Weighing up the COE issue
Some would call it the shifting of goal posts.
But in biker speak, it feels as if somebody had adjusted a motorcycle's handlebar in an awkward forward position and the new riding position feels uncomfortable and unnatural.
Since February's announcement of the new tiered Additional Registration Fee (ARF) structure, many are feeling the pinch.
The rationale behind the new taxation system is to address the fraternity's penchant for costlier motorcycles with Open Market Values (OMV) which rivals small cars.
Under the new system, the first $5,000 of a motorcycle's OMV continues to incur 15 per cent ARF, while the next $5,000 will be at 50 per cent. OMV over $10,000 will incur an ARF of 100 per cent.

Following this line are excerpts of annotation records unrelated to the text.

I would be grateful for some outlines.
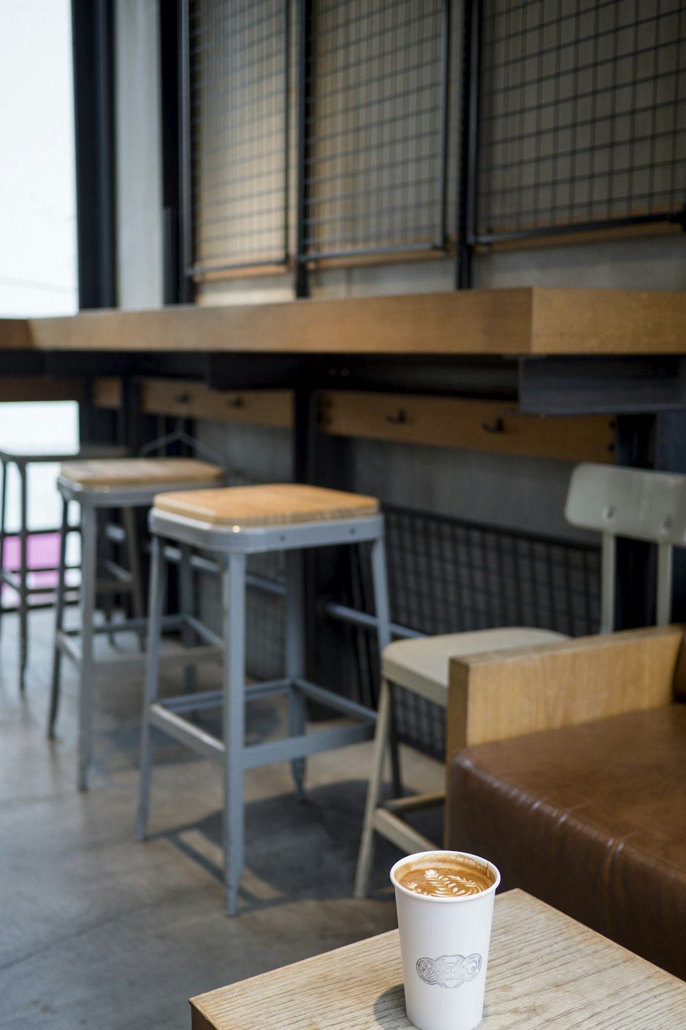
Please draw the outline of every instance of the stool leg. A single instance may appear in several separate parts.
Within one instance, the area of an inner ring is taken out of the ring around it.
[[[391,614],[388,595],[388,578],[386,575],[386,550],[384,538],[375,540],[371,545],[371,577],[374,591],[374,609],[376,611],[376,641],[381,661],[384,648],[391,643]],[[393,701],[393,698],[391,698]],[[402,794],[402,777],[400,774],[400,751],[395,726],[395,709],[391,703],[391,772],[393,778],[393,796]]]
[[[65,575],[67,566],[67,530],[69,528],[69,503],[62,502],[62,524],[60,526],[60,558],[58,563],[58,590],[55,614],[55,649],[52,651],[52,685],[50,688],[50,713],[47,721],[47,735],[55,736],[55,722],[60,705],[60,686],[62,679],[62,650],[59,638],[64,628],[65,613]]]
[[[301,551],[286,552],[286,676],[289,680],[304,677],[304,576]],[[304,733],[304,695],[297,687],[291,686],[288,708],[288,730],[290,736]],[[304,758],[294,758],[291,762],[295,790],[300,799],[304,797]]]
[[[98,519],[98,554],[100,555],[100,560],[103,558],[112,560],[114,558],[114,548],[112,542],[108,540],[107,537],[107,520],[104,518]],[[100,607],[103,610],[105,616],[105,622],[110,627],[110,632],[107,634],[107,640],[111,648],[116,647],[116,634],[111,631],[112,624],[114,622],[114,602],[115,595],[110,593],[109,590],[104,590],[102,596],[98,597],[98,592],[96,591],[96,605],[100,600]]]
[[[188,544],[180,545],[181,562],[179,564],[179,599],[181,602],[182,615],[193,614],[193,570],[190,564],[190,547]],[[181,630],[181,642],[184,647],[192,647],[194,633],[190,626],[185,625]],[[197,668],[195,665],[186,665],[184,670],[184,692],[191,694],[197,686]]]
[[[2,605],[2,591],[5,586],[5,511],[7,509],[7,465],[2,461],[2,493],[0,494],[0,627],[2,626],[2,616],[4,608]]]
[[[222,572],[224,612],[224,884],[226,915],[236,916],[243,871],[245,762],[245,554],[229,555]]]
[[[369,889],[369,873],[374,857],[374,816],[382,799],[384,786],[384,759],[391,742],[391,710],[393,707],[393,687],[388,680],[382,680],[378,698],[378,713],[374,731],[374,748],[371,758],[371,775],[367,788],[367,801],[362,824],[360,854],[355,873],[355,896],[365,897]]]
[[[145,615],[145,605],[143,603],[143,577],[141,574],[141,549],[138,543],[138,526],[136,525],[136,512],[133,508],[124,508],[122,511],[123,528],[127,536],[127,554],[129,556],[129,571],[131,572],[131,593],[134,609],[134,618],[142,619]],[[139,633],[141,651],[145,648],[145,632]]]
[[[78,789],[87,790],[93,757],[93,700],[95,693],[93,660],[93,620],[96,612],[98,512],[81,509],[81,596],[78,684]]]
[[[148,656],[145,668],[145,697],[141,724],[141,783],[138,798],[136,836],[144,840],[150,811],[150,779],[152,776],[152,742],[150,740],[150,706],[157,699],[159,682],[159,645],[161,611],[165,599],[165,564],[159,537],[150,543],[150,589],[148,591]]]
[[[29,595],[28,595],[28,557],[29,543],[28,504],[27,504],[27,467],[22,461],[16,468],[20,473],[20,690],[24,692],[27,655],[29,652]]]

What it means is you could now be paying more - between a few thousand dollars and $30,000 - for a new bike.
In principle, the tiered ARF would be helping riders in the market for smaller capacity, commuter-type motorbikes as demand for higher-end bikes drops. But in the face of strong demand for motorcycle Certificate of Entitlements (COEs), premiums have risen to record levels of $8,081 in March's second bidding.
Some industry observers expect COE premiums to dip eventually, citing the end of contributing bike COEs to the Open category. Yet, others believe COE prices will remain high because those who cannot afford exclusive motorcycles simply scale down to "cheaper" bikes, thus remaining in the fight for bike COEs.

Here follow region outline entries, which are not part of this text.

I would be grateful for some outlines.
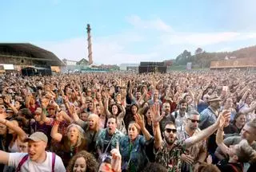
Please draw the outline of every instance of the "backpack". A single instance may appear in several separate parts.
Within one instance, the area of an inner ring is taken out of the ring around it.
[[[29,158],[29,154],[26,154],[22,160],[19,162],[18,167],[16,169],[16,172],[20,172],[21,171],[21,167],[24,164],[24,162],[27,160]],[[51,171],[54,172],[54,166],[55,166],[55,158],[56,158],[56,154],[54,153],[52,153],[52,160],[51,160]]]

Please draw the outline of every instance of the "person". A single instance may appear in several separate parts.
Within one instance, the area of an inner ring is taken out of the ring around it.
[[[116,147],[119,139],[123,136],[123,133],[117,129],[117,117],[110,116],[107,119],[106,128],[101,131],[96,141],[100,161],[102,161],[104,156],[110,154],[111,150]]]
[[[178,139],[180,141],[185,140],[192,135],[197,135],[201,130],[198,128],[200,123],[200,115],[196,111],[190,111],[187,114],[187,119],[185,125],[185,130],[181,129],[182,127],[178,128]],[[202,140],[193,145],[187,150],[186,154],[182,154],[182,171],[193,171],[197,170],[199,163],[205,161],[207,155],[206,143]]]
[[[256,150],[248,143],[247,140],[242,139],[238,144],[226,147],[223,142],[223,127],[218,129],[216,143],[224,154],[229,155],[228,162],[220,164],[218,168],[221,171],[238,172],[243,171],[242,162],[255,162]]]
[[[162,139],[159,127],[159,107],[154,105],[152,107],[154,135],[154,154],[156,162],[162,164],[168,168],[169,171],[181,171],[182,159],[181,154],[184,154],[186,149],[192,147],[209,135],[212,135],[220,126],[225,124],[228,113],[220,114],[216,122],[208,128],[198,132],[196,135],[187,138],[184,141],[177,140],[177,129],[174,123],[168,122],[166,123]]]
[[[66,171],[97,172],[98,166],[97,160],[92,154],[82,150],[72,157],[66,167]]]
[[[129,124],[128,135],[119,141],[122,171],[141,171],[148,162],[146,147],[153,138],[146,129],[144,116],[136,114],[134,118],[135,122],[131,121]],[[139,135],[140,131],[144,136]]]
[[[61,158],[52,152],[46,152],[47,136],[35,132],[27,138],[28,153],[8,153],[0,150],[0,163],[14,166],[16,171],[66,171]]]

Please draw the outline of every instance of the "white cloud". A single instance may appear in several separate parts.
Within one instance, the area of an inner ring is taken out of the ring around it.
[[[121,64],[158,61],[175,58],[184,49],[194,52],[197,47],[204,49],[205,47],[211,47],[213,51],[231,50],[234,41],[256,38],[256,33],[175,32],[160,18],[142,20],[136,15],[129,17],[128,22],[134,26],[131,29],[122,30],[114,35],[92,37],[94,62]],[[219,45],[218,49],[215,49],[214,45],[216,44],[222,44],[224,48]],[[87,59],[87,41],[84,37],[54,42],[38,42],[36,45],[52,51],[60,59]],[[143,45],[144,50],[141,50],[140,45]]]
[[[127,21],[135,28],[138,29],[152,29],[162,32],[173,31],[172,28],[160,18],[146,21],[142,20],[142,18],[137,15],[133,15],[128,17]]]

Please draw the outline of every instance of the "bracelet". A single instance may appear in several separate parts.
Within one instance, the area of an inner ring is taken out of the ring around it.
[[[58,125],[60,123],[59,121],[54,120],[54,125]]]

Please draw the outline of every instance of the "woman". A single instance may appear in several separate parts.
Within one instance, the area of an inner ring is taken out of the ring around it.
[[[9,129],[8,134],[10,135],[6,138],[6,141],[9,143],[9,152],[19,152],[18,144],[26,138],[26,134],[21,128],[22,125],[20,123],[22,122],[18,121],[18,119],[10,121],[1,118],[0,123],[6,125]]]
[[[144,117],[136,114],[134,118],[136,123],[130,123],[128,135],[120,139],[122,171],[142,171],[148,162],[145,150],[152,136],[145,127]],[[139,135],[140,131],[144,136]]]
[[[238,129],[238,133],[241,132],[242,127],[246,124],[246,115],[242,112],[237,113],[234,118],[233,124]]]
[[[98,171],[98,162],[93,154],[82,150],[70,159],[66,171],[96,172]]]
[[[124,106],[120,106],[118,104],[114,104],[110,107],[111,112],[109,111],[108,99],[104,100],[104,107],[107,118],[111,115],[117,116],[118,129],[123,134],[126,134],[126,129],[123,118],[126,115],[126,108]]]
[[[84,137],[84,131],[77,124],[72,123],[69,125],[66,129],[66,135],[58,133],[58,129],[62,118],[62,116],[57,117],[57,120],[54,121],[51,130],[50,136],[60,143],[58,148],[54,148],[56,149],[55,152],[62,158],[65,166],[66,166],[74,154],[86,149],[86,143]]]
[[[144,109],[142,115],[145,116],[145,127],[150,134],[153,135],[152,115],[150,107],[146,107]]]

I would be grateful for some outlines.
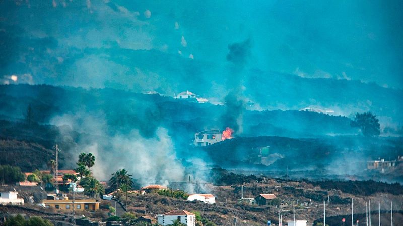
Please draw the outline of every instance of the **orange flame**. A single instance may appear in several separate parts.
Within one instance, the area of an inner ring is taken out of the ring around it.
[[[233,133],[234,130],[230,128],[229,127],[227,127],[225,128],[225,130],[223,131],[223,135],[221,139],[223,141],[225,139],[230,139],[232,138],[232,134]]]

Talk of speculation in the bidding process has some bike groups calling for the need for more transparency and safeguards to reflect "real demand".
In the end, it is all about tolerance levels - how much is too much before you sign on the dotted line.

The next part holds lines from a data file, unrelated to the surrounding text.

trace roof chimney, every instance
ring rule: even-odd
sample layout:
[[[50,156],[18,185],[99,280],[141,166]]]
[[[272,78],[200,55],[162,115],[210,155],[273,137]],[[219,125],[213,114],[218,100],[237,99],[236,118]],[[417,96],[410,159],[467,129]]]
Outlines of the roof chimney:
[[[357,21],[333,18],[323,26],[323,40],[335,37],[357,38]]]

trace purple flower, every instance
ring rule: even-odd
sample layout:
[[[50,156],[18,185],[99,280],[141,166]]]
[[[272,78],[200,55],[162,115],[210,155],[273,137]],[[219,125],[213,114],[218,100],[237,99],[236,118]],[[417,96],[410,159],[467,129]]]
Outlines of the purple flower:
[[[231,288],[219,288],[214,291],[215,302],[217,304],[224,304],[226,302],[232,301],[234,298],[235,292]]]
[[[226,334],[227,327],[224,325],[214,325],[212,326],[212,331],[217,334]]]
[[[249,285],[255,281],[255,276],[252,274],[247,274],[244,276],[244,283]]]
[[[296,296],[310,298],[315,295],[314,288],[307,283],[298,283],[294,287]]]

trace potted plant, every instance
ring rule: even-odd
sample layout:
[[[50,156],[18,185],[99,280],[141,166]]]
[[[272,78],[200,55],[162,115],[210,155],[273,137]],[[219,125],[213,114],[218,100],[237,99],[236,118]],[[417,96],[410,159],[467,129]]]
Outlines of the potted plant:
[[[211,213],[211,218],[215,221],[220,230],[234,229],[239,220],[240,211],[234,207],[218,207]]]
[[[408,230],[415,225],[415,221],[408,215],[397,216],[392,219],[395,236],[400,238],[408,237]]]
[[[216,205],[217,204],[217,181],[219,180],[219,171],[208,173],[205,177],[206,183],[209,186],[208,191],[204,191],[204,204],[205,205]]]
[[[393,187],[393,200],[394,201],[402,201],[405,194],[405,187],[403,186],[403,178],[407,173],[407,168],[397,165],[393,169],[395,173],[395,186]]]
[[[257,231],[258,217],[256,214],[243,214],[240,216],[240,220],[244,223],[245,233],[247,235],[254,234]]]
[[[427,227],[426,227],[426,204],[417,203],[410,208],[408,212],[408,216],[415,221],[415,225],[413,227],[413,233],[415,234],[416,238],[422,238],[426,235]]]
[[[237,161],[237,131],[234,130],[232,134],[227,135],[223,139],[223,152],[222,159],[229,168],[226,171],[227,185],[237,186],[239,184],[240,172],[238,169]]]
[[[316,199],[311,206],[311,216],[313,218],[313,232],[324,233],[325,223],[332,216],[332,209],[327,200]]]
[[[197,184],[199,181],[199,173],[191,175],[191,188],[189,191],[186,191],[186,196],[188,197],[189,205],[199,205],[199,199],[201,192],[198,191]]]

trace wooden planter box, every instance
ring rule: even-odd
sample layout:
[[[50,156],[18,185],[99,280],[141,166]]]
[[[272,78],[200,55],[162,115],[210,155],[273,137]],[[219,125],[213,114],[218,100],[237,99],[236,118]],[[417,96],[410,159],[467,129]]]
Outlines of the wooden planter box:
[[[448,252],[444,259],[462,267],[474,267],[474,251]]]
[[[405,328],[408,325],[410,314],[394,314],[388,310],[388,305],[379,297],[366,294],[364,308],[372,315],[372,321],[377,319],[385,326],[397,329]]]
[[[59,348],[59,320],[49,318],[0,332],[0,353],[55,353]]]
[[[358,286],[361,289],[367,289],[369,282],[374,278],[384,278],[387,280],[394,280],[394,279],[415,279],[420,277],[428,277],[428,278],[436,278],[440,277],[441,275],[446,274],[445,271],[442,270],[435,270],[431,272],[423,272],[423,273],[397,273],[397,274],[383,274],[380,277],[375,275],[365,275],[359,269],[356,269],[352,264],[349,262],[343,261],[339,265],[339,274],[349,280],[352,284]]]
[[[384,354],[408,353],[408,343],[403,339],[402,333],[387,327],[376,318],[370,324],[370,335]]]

Despite uncertainties for riders and bike distributors who complain about losing customers, our Retro v Rocket motorcycle supplement reflects the vibrancy on the local bike scene.
From classy two-wheelers to the truly demented speed monsters, we are spoilt for choice.
But should each biker adopt a wait-and-see attitude for the best deals? All I hope is that someone with the right allen keys will come forward to adjust my handlebars to a less painful riding position.